A plow is used to work the soil deep, a harrow can then be used to make it fine and to smooth out the surface. If a field (or garden) has been worked before, a harrow may be all you need rather than to plow and harrow. A drag, of some sort, either spring tooth or spike tooth may also be used for smoothing and preparing your final seed bed, just depends on the type of soil you have and the lay of the land. An acre seems like a lot of garden unless you have plans to sell a lot of your produce, we had a garden every year when I was a kid and there was a bunch of us to help out (I'm the oldest of 11 kids) plus my grandfather always had a huge garden as well. There is a lot of work involved and up front expense if you intend to preserve all of it for your own use, but then again, you likely already understand that. Contact the County Extension Service agent for your county and he/she will be able to give you excellent advice for the soil in your area, how to do things, when to do things, fertilizers to use and anything else you can think of.


----------



## Twenty five ought six (Feb 15, 2010)

If you are limited to one piece of equipment, go with a harrow and rent or borrow a plow a couple times a year.

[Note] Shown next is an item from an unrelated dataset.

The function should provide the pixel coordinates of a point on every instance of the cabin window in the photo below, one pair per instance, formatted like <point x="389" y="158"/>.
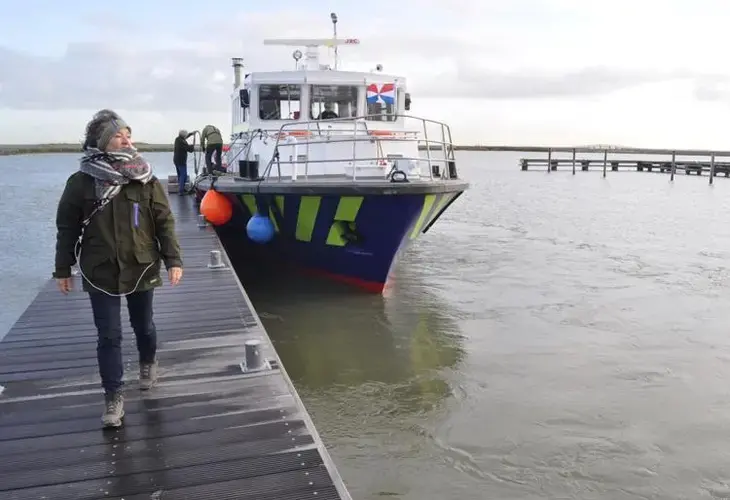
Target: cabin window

You really don't need to lay off rows with a tractor, the planter will plant in rows automatically.  You space the rows with the planter.  If you have a one row planter, you space with the planter and the tractor wheels.


----------



## disabled (Feb 15, 2010)

if you going for 1 acre i would suggest to try and find you a one row cultivater and planter together .they general run around 350.00 this and good double section harrow will do the job .if i can help with any other send me pm


----------



## jkoch (Feb 15, 2010)

I think I would be lookig for a 3 point tiller. I put in a 2 acre food plot with one and it works great. I have also used it for gardens, no better way to turn in soil suppliments, peat moss, chicken litter are anything else you would want to add.


----------



## takamineman (Feb 16, 2010)

any of these can get the job done.  A harrow or 3pt tiller won't get the soil loose as deep as a plow.  You need to consider root type and seed planting depth of everything you're gonna plant, then also consider how much you wanna spend.  An all purpose new is abut 600, a harrow can be 2500, and a tiller can also be up to 2500.  This is all top of the line equipment prices, however.  You can find it cheaper just remember you always get what you pay for.


----------